O que está em questão, segundo Malanquini, é se os 180 dias são dias corridos, e aí o prazo teria terminado no dia 1º de janeiro deste ano, ou se são 180 dias úteis. Neste caso, a Seseg ainda não terá descumprido o prazo.
A reportagem perguntou à Seseg, por meio de sua assessoria de imprensa, se o prazo era em dias corridos ou úteis. Também perguntou se a elaboração do plano de redução de riscos e danos para o enfrentamento a violações de direitos humanos decorrentes de intervenções policiais na Maré estava em andamento e qual a perspectiva de que ele seja concluído.
O órgão enviou a seguinte nota:
“A Secretaria de Estado de Segurança (Seseg) tem como principais diretrizes a preservação da vida e dignidade humana, o controle dos índices de criminalidade e a atuação qualificada e integrada das polícias. Para tanto, mantém interlocução permanente com os comandos das polícias Militar e Civil orientando-os na busca incessante de medidas que impactem na redução dos indicadores de violência, principalmente o de letalidade violenta.
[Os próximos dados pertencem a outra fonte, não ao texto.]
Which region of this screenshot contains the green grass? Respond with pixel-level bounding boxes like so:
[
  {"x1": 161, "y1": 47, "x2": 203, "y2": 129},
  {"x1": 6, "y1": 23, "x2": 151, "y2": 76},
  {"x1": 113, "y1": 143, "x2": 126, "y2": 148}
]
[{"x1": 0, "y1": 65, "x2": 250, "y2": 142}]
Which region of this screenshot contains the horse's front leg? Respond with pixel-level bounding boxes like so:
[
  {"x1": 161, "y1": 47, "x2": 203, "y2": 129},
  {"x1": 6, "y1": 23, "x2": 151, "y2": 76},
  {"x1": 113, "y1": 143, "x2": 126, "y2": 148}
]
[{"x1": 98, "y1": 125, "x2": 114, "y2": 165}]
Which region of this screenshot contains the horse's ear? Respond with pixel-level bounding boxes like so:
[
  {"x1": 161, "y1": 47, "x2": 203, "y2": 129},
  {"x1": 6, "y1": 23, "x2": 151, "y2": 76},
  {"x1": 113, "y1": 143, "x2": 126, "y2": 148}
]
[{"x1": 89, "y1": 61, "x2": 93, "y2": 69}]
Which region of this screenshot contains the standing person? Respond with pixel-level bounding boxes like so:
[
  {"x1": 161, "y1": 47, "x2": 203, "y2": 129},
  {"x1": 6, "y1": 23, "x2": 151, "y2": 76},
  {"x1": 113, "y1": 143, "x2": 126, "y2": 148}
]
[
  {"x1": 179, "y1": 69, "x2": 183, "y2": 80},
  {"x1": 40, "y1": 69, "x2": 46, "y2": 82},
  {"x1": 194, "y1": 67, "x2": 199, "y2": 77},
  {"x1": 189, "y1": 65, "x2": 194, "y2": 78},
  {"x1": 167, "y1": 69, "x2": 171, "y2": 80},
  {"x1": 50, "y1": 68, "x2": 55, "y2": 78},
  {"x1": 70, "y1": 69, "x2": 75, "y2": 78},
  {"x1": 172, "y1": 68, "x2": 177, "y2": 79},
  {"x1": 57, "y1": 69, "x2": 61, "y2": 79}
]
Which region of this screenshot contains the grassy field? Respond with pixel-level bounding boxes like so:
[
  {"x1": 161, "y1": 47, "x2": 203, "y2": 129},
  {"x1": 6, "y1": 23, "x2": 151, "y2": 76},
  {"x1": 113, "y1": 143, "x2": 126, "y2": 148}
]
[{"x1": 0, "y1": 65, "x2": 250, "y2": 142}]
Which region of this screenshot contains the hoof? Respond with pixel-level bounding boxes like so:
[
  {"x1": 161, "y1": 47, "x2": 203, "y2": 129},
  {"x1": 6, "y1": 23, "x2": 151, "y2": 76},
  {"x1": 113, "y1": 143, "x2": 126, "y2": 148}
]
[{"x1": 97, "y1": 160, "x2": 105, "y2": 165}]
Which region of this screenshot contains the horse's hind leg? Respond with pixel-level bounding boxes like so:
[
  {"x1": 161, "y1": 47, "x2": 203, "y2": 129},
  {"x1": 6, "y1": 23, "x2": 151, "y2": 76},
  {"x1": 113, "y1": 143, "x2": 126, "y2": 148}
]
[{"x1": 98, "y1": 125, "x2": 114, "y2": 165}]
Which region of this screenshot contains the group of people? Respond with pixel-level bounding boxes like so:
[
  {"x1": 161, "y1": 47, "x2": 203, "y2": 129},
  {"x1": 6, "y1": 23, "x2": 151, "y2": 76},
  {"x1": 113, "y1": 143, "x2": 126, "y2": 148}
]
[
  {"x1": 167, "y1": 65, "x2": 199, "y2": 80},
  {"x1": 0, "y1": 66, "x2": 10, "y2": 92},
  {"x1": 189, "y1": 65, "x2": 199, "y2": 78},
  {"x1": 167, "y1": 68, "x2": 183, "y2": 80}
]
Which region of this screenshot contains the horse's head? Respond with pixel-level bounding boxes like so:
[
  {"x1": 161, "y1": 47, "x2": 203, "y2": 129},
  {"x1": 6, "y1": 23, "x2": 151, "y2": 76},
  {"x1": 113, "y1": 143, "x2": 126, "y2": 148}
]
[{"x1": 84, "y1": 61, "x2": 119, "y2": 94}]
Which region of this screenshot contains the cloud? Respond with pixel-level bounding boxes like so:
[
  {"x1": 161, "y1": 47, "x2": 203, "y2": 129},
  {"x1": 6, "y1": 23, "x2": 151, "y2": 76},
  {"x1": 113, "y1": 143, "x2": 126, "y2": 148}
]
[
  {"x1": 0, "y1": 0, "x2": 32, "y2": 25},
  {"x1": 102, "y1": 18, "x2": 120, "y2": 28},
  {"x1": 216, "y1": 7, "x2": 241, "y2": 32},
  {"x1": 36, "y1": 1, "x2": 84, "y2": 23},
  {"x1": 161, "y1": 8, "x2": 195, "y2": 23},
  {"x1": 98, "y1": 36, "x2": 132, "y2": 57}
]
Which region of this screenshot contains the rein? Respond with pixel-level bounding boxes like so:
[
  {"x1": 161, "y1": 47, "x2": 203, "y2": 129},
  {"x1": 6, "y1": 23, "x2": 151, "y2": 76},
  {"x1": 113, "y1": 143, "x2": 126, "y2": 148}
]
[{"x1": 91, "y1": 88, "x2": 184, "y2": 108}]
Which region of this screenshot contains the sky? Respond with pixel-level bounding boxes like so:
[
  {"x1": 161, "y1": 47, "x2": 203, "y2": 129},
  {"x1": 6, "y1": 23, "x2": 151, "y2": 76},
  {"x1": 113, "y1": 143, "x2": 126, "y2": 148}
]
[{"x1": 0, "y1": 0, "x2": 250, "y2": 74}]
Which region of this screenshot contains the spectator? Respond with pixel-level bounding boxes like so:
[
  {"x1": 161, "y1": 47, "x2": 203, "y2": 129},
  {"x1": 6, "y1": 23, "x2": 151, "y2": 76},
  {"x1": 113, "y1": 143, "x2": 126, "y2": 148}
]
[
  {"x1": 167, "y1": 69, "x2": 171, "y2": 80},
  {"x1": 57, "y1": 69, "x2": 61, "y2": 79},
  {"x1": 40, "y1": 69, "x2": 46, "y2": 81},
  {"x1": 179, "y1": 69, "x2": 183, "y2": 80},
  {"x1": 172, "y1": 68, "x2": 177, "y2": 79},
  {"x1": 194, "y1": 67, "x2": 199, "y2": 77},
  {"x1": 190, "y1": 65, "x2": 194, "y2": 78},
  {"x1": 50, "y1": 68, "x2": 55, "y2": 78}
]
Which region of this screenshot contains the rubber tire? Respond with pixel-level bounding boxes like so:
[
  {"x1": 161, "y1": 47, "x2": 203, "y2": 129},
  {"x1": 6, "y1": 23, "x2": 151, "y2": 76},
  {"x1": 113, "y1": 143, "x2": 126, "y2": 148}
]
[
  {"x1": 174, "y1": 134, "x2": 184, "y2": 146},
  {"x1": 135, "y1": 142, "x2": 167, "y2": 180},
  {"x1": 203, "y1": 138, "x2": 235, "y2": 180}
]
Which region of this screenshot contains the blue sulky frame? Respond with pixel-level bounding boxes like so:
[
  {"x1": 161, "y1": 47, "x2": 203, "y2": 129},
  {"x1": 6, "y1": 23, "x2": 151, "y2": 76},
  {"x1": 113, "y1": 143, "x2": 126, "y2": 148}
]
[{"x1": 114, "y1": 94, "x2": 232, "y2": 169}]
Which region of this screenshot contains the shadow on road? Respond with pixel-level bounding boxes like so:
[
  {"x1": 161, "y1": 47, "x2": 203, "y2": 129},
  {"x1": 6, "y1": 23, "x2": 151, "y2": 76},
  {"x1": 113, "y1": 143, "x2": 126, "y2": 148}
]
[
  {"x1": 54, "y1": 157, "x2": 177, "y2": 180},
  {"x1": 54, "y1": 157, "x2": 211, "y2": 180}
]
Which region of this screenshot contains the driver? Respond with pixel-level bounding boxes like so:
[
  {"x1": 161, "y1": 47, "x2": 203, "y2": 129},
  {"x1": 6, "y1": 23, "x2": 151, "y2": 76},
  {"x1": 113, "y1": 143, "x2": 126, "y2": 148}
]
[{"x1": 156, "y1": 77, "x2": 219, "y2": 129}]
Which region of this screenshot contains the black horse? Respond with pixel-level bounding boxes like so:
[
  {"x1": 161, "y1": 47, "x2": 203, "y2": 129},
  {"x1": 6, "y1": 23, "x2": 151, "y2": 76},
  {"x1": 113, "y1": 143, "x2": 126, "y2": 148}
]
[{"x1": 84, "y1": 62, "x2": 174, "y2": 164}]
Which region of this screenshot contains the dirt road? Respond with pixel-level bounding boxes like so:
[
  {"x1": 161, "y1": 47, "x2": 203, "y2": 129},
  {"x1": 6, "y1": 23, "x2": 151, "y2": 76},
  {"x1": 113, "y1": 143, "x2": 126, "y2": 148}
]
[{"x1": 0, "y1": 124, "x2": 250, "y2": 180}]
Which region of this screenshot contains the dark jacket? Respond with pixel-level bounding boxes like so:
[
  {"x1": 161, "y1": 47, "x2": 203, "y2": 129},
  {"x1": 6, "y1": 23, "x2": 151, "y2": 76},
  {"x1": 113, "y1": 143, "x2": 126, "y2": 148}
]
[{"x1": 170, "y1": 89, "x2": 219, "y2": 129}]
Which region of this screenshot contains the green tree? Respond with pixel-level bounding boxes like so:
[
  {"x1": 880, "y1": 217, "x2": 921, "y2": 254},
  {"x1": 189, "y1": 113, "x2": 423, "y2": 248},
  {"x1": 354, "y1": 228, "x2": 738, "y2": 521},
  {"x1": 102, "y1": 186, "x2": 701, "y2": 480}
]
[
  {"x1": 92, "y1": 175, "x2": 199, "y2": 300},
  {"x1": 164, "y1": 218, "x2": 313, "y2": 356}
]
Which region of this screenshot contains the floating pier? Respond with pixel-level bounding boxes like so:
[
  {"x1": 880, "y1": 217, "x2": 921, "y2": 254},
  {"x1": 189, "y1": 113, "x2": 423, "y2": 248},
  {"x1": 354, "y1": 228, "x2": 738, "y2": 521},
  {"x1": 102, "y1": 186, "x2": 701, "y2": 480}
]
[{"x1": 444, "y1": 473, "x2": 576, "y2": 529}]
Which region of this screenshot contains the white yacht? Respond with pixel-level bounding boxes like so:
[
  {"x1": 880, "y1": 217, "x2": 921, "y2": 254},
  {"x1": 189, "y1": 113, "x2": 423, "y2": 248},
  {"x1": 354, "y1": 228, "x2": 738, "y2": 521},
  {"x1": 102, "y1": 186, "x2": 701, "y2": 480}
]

No dia 15 de agosto de 2017 foi publicada no Diário Oficial a Instrução Normativa da Seseg que estabelece diretrizes para o aprimoramento de ações das Polícias Civil e Militar no que se refere aos protocolos operacionais e procedimentos para operações em áreas sensíveis – localidades com elevado risco de confronto armado com infratores da lei..
As diretrizes foram elaboradas por um grupo de trabalho tendo como primeiro princípio a preservação da vida dos moradores dessas áreas e dos policiais. Convidado pelo secretário Roberto Sá, o secretário municipal de Educação, Cesar Benjamim, interagiu com o grupo de trabalho, trazendo informações e sugestões para ajudar a diminuir os confrontos, a vitimização e os dias sem aulas nas escolas. O secretário estadual de Educação, Wagner Victer, também foi convidado. Além de subsecretários da Seseg e de representantes das polícias Civil e Militar, participaram do grupo representantes da sociedade civil e entidades como a Cruz Vermelha.
Além das medidas protetivas, a Instrução Normativa também estabelece que as operações integradas entre as policiais sejam coordenadas a partir do Centro Integrado de Comando e Controle (CICC)”.